Authors: Jessie M
Copyright © Jessie M. 2013.
Hot & Dreamy Books
Barleycorn Media LLC
All Rights Reserved.
This book is sold subject to conditions that it cannot by way of trade be lent, resold, hired out or otherwise circulated without the author’s prior consent, in any form or cover, other than which it is published.
This novel is a work of fiction. The names, characters and incidents portrayed in it, while at times based on real figures, are purely the work of the author’s imagination.
In The Beginning
500 BC, Etrusca, pre Roman Empire. The powerful and cultured inhabited this region of early Italy. Many were wealthy landowners. And it was from this uniquely cultured area that the first vampires came to be. They were created by a saliva borne disease that was transmitted animal to animal, and occasionally to a susceptible human through an infected bite. The result was virtual eternal youthfulness and enhanced physical beauty. These first blood craving individuals separated into two main factions, the Gianni and the Ristoria.
The Gianni maintained their civility and culture and blended so seamlessly within the local population that the locals never suspected they were anything but ordinary people. The Ristoria, on the other hand, were blood crazed, violent, and evil. They embraced the dark side of vampirism, causing fear and chaos wherever they happened to settle.
The two vampire families clashed and struggled against each other for centuries until Lord Aule, the great leader of the Gianni household, and his followers finally dispatched many of the Ristorian leaders and vanquished the remaining evil ones from their homelands. But they were not defeated. They were merely licking their wounds in retreat, waiting for revenge, for their turn to rise and strike again.
In 1994, Lord Aule and his human wife Melissa, conceived a child, a biological vampire, Calista Isadora. Eight months later, Lord Aule and Melissa were murdered, after which their child was removed and hidden for safekeeping until she reached eighteen summers of age.
Calista Isadora is the last true blood descendant of the wealthy and powerful Gianni lineage. The last vampire of noble birth. She must be guarded and protected at all costs for the proud family heritage to survive. This is her story.
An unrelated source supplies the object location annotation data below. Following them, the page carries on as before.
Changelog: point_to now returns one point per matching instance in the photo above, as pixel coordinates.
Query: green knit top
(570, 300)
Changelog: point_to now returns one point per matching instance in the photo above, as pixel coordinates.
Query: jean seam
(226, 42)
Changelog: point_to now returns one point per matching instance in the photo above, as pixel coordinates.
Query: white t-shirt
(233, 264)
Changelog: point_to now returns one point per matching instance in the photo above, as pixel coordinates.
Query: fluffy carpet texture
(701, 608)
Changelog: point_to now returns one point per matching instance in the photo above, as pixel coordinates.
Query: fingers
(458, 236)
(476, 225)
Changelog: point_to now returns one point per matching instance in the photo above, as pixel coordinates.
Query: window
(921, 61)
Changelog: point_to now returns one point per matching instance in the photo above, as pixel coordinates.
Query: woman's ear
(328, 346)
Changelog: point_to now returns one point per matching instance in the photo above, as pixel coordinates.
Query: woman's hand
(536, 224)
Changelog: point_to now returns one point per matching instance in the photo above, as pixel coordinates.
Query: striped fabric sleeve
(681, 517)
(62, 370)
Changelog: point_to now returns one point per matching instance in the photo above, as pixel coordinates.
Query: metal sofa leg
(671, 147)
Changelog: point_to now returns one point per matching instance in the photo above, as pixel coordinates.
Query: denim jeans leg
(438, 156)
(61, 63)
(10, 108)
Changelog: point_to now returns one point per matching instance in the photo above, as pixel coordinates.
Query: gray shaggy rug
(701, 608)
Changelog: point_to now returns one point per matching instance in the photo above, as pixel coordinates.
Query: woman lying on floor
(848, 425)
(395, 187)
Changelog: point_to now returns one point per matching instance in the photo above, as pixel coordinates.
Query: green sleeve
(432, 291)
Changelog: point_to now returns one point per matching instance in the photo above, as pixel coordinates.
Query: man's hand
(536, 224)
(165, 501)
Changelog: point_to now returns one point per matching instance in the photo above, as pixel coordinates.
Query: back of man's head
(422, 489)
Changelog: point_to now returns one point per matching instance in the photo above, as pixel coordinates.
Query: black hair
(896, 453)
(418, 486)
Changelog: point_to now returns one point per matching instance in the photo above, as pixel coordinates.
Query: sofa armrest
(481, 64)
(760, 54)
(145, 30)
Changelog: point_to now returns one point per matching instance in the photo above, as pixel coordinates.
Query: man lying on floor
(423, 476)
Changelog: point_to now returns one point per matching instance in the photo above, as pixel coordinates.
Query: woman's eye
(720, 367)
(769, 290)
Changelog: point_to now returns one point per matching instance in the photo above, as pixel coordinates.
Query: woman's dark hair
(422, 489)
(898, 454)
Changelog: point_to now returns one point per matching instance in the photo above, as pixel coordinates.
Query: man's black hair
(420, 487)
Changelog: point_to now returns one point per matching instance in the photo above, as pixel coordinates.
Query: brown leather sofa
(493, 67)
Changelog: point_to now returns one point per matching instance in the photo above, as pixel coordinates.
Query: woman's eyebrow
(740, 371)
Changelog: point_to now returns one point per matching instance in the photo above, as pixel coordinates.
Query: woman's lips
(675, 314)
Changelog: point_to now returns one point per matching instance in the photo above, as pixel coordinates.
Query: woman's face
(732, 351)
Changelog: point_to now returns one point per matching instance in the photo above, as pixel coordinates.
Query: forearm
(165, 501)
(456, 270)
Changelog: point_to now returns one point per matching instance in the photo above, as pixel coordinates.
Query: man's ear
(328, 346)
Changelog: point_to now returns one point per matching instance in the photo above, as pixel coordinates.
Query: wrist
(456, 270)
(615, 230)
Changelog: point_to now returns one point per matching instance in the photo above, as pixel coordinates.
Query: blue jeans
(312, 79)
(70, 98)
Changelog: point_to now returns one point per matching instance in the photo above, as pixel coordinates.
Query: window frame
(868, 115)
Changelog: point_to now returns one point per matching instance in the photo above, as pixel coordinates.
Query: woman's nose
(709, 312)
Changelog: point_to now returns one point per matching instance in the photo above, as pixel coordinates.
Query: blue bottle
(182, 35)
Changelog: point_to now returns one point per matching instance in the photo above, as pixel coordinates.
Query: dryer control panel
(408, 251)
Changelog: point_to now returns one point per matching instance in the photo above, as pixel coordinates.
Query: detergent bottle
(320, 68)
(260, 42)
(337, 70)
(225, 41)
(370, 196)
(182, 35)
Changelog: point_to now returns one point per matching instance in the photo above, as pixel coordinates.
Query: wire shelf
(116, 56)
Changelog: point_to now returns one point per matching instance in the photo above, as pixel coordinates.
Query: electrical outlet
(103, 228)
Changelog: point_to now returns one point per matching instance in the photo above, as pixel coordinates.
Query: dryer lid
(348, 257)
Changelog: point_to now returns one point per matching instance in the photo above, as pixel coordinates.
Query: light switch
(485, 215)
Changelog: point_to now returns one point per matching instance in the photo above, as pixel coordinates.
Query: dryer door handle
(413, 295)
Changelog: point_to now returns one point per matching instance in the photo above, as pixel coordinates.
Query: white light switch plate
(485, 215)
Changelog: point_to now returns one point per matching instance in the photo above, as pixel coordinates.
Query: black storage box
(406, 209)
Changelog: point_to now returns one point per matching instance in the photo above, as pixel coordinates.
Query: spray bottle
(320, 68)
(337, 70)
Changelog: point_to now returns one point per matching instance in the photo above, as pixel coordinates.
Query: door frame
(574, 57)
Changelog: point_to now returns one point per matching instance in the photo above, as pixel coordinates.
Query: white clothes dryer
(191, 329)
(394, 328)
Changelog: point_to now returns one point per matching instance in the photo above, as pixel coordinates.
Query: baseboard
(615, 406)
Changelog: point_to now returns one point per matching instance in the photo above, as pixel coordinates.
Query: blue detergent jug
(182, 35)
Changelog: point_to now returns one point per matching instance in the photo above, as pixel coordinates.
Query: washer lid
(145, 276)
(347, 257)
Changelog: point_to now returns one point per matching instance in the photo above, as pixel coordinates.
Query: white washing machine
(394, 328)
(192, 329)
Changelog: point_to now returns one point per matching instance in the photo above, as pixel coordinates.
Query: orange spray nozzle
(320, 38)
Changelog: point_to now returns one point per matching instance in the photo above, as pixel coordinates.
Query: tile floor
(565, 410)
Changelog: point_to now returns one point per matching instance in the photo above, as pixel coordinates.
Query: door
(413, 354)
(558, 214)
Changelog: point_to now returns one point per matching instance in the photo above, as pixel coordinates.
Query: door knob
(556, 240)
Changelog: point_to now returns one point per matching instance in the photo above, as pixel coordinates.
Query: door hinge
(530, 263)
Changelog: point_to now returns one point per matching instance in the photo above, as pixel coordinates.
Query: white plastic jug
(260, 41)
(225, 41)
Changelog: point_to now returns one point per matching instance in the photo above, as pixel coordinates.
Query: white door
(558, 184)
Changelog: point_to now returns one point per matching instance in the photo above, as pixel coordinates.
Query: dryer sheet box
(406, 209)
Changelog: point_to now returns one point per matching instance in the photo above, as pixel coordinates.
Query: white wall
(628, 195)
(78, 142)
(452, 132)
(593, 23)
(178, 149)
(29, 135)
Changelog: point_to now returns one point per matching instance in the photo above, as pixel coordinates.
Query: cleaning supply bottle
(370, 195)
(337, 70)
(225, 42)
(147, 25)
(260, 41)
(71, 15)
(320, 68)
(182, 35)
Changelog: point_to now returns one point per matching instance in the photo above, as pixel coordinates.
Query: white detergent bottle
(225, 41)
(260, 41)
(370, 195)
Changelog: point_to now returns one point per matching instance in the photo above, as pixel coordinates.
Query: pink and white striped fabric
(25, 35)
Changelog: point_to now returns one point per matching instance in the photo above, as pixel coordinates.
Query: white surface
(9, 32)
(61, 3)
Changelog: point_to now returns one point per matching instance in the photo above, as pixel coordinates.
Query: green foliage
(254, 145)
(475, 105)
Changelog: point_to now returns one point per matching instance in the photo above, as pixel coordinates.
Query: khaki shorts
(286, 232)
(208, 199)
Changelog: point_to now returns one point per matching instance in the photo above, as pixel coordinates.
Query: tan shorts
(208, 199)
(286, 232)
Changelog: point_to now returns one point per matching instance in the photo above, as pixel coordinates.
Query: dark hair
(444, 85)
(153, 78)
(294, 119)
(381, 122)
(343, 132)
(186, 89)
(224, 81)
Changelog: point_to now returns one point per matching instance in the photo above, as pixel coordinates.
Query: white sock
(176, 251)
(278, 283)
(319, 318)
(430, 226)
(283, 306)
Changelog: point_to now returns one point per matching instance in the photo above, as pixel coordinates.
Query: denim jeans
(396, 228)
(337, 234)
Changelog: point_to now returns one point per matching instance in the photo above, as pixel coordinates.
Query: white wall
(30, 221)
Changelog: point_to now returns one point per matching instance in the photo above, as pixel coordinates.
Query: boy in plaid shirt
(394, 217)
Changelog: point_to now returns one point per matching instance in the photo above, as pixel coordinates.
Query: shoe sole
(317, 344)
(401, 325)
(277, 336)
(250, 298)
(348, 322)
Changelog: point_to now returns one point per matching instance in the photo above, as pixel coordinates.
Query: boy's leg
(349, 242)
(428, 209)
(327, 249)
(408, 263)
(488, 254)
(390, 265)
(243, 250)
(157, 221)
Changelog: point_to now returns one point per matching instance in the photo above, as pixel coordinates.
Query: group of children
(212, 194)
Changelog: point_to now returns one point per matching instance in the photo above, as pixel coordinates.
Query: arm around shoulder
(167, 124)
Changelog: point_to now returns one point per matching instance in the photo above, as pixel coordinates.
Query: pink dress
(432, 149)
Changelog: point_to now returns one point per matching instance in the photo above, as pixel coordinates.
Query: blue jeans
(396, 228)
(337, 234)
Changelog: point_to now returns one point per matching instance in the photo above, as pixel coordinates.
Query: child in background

I'm craving something… Badly... All the time.
It's not hamburgers, or diet Coke, or even chocolate. In fact I'm getting less and less interested in those simple life essentials. It's something far more basic than that. I've had this feeling for a few years now, it started when I was fifteen.
It comes in fits and starts.
I thought it was a normal part of growing up, to have odd cravings like this and that everyone felt this way, but over time I've come to realise it's not.
How and why do I know this?
Because what I crave is… blood.
I'm pretty damn sure no other 18 year old female wants it as much as I do.... to lick it from a very rare steak or to suck it from cuts and grazes. Not that I ever have. I just want to.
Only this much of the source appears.